The focus of the festival will be the reading of a play about House that was written by Pulitzer-nominated playwright Kevin Glover.

House also has relevance in the local Catholic community, as a Providence Housing Development Corp. apartment community on Joseph Avenue in Rochester is named after him. Providence, an agency of Catholic Charities of the Diocese of Rochester, develops, finances and manages housing for individuals and families.
In addition to the festival, the following shows in Geva’s 2015-16 lineup contain underlining themes involving Catholic teachings and values:

"Miracle on South Division Street"

Ringing in the New Year will be the family comedy "Miracle on South Division Street." Written by Tom Dudzick, author of "Over the Tavern," which was performed at Geva in 2011, "Miracle on South Division Street" tells the story of a family legend of an appearance by the Blessed Virgin Mary in the family barbershop 60 years earlier. To honor this miracle, the family built a 20-foot-high statue to Mary.

"It is a moral story, but it questions some of the mythologies that we have been built up around the church or around belief," Cuddy said.

"To Kill a Mockingbird"

Appearing on the Mainstage in February 2016 is Harper Lee’s Pulitzer Prize classic, "To Kill a Mockingbird." The story focuses on the themes of racial injustice and the object of innocence, as attorney Atticus Finch is appointed to defend a black man who has been framed for a crime he did not commit. While the story is set during the Great Depression, Cuddy said there is a correlation between the play and recent events that have taken place in Ferguson, Mo., and Baltimore, Md.

"Once we decided to do it, we found that a number of theaters are doing it because of the current events going on in our country," he said. "Theaters are trying to find a way for the community to understand some of the seeds of what is going on now and that those seeds were planted a long time ago."

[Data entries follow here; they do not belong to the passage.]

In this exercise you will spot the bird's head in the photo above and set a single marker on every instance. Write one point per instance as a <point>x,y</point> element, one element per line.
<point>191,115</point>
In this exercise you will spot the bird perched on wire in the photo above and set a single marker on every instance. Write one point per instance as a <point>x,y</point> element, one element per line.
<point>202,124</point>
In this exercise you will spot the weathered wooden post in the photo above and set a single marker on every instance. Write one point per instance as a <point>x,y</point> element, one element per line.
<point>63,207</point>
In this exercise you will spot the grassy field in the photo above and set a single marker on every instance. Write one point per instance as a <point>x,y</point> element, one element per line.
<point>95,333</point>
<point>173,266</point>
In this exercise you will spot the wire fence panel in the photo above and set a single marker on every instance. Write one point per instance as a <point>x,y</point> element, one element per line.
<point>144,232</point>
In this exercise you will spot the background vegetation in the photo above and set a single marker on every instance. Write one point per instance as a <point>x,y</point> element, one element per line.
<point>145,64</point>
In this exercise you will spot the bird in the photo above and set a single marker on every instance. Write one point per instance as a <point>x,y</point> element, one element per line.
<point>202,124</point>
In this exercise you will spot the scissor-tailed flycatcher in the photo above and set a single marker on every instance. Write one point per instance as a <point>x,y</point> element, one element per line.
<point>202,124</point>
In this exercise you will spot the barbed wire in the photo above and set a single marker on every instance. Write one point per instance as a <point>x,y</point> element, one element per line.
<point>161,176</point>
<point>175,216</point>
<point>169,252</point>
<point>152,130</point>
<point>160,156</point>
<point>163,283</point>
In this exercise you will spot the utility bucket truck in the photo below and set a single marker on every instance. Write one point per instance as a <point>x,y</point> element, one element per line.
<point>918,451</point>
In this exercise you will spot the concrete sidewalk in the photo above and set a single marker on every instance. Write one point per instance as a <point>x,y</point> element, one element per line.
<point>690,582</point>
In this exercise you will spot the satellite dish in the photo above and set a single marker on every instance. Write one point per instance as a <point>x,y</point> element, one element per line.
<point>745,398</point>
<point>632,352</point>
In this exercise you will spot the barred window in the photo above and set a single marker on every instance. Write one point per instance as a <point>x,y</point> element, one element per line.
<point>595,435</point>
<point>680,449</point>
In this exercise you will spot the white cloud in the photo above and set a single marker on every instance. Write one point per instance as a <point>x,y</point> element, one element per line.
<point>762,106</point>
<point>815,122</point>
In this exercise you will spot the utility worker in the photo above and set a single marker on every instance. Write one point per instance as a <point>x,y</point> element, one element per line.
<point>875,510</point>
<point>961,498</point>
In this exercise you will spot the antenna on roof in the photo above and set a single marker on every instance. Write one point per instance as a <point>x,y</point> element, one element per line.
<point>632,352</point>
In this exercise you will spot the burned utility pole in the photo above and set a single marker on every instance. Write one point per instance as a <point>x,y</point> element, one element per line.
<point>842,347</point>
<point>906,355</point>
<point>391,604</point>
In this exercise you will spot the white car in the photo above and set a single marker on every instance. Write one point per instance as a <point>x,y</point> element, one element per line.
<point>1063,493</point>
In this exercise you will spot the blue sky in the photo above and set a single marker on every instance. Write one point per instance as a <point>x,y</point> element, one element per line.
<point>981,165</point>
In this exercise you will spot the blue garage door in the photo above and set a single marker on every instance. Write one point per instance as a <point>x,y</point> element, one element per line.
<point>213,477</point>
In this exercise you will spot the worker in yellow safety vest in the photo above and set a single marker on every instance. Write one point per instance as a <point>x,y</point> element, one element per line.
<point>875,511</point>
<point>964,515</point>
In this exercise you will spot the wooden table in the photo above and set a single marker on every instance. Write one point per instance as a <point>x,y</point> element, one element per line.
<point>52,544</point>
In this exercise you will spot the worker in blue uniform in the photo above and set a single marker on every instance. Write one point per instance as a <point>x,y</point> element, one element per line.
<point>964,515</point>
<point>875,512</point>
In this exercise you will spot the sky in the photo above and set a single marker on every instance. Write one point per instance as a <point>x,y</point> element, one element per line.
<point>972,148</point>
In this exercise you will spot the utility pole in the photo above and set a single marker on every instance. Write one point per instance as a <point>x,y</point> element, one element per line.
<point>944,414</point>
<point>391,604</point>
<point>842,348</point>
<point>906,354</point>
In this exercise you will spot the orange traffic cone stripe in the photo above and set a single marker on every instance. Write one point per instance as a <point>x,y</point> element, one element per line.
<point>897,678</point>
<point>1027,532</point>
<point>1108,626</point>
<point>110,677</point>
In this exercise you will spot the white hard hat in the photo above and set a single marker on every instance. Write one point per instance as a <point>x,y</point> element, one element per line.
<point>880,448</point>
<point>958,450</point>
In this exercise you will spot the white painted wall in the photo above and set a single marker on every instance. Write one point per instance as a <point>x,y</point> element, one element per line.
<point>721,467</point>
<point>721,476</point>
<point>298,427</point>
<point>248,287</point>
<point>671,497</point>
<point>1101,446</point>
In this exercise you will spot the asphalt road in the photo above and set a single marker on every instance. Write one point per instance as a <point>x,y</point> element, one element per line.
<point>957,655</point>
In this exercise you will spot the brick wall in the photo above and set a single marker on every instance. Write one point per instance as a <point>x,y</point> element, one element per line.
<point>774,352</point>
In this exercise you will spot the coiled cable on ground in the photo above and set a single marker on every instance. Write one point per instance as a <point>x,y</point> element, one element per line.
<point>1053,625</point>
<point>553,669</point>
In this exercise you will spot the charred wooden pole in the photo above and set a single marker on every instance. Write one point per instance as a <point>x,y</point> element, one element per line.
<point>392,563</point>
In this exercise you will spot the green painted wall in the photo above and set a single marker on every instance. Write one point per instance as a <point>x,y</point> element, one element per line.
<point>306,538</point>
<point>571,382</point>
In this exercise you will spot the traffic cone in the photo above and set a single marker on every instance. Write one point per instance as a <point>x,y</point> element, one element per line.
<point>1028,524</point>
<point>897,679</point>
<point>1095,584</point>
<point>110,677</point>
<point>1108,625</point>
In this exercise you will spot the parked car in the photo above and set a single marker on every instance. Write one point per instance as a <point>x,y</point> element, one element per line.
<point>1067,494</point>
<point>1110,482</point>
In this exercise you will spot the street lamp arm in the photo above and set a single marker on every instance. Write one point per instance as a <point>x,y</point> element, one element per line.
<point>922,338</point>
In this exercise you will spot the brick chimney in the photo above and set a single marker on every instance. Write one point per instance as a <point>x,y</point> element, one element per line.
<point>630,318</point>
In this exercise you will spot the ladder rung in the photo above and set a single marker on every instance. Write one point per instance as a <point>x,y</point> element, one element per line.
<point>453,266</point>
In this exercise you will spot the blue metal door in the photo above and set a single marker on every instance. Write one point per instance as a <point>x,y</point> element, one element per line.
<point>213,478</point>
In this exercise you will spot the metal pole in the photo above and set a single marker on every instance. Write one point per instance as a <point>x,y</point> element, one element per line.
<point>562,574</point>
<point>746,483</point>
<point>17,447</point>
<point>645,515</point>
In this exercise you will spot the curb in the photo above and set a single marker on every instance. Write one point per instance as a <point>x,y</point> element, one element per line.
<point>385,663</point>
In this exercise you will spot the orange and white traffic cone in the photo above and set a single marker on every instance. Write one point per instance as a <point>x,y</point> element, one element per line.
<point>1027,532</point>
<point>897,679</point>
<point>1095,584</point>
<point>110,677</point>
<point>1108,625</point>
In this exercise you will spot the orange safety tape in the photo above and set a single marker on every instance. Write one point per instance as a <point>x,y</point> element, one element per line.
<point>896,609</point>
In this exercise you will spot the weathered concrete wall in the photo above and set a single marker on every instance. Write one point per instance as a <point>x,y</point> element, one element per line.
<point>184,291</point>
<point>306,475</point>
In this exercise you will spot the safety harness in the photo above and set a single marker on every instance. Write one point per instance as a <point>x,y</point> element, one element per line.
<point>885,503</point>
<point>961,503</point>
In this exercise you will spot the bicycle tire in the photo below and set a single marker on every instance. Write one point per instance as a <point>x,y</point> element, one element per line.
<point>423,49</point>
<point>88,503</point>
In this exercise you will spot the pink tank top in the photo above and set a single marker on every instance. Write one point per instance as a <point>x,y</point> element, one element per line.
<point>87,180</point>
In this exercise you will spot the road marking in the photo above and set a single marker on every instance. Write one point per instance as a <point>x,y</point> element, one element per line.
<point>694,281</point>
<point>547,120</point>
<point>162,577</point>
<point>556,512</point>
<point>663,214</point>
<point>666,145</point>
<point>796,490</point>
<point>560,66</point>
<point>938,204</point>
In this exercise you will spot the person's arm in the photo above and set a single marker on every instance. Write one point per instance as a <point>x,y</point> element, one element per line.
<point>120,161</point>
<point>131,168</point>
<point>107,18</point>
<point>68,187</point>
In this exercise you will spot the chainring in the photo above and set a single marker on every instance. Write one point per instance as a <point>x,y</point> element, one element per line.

"Sister’s Easter Catechism"

"Sister" will be back with a brand-new show, "Sister’s Easter Catechism: Will My Bunny Go to Heaven?" She will answer the question, "Why isn’t Easter the same day every year like Christmas?" and will uncover some of the origins of Easter eggs and the Easter Bunny.

Both "Late Night Catechism" and "Sister’s Christmas Catechism" were audience favorites, Cuddy said, and he is expecting this production to be just as popular.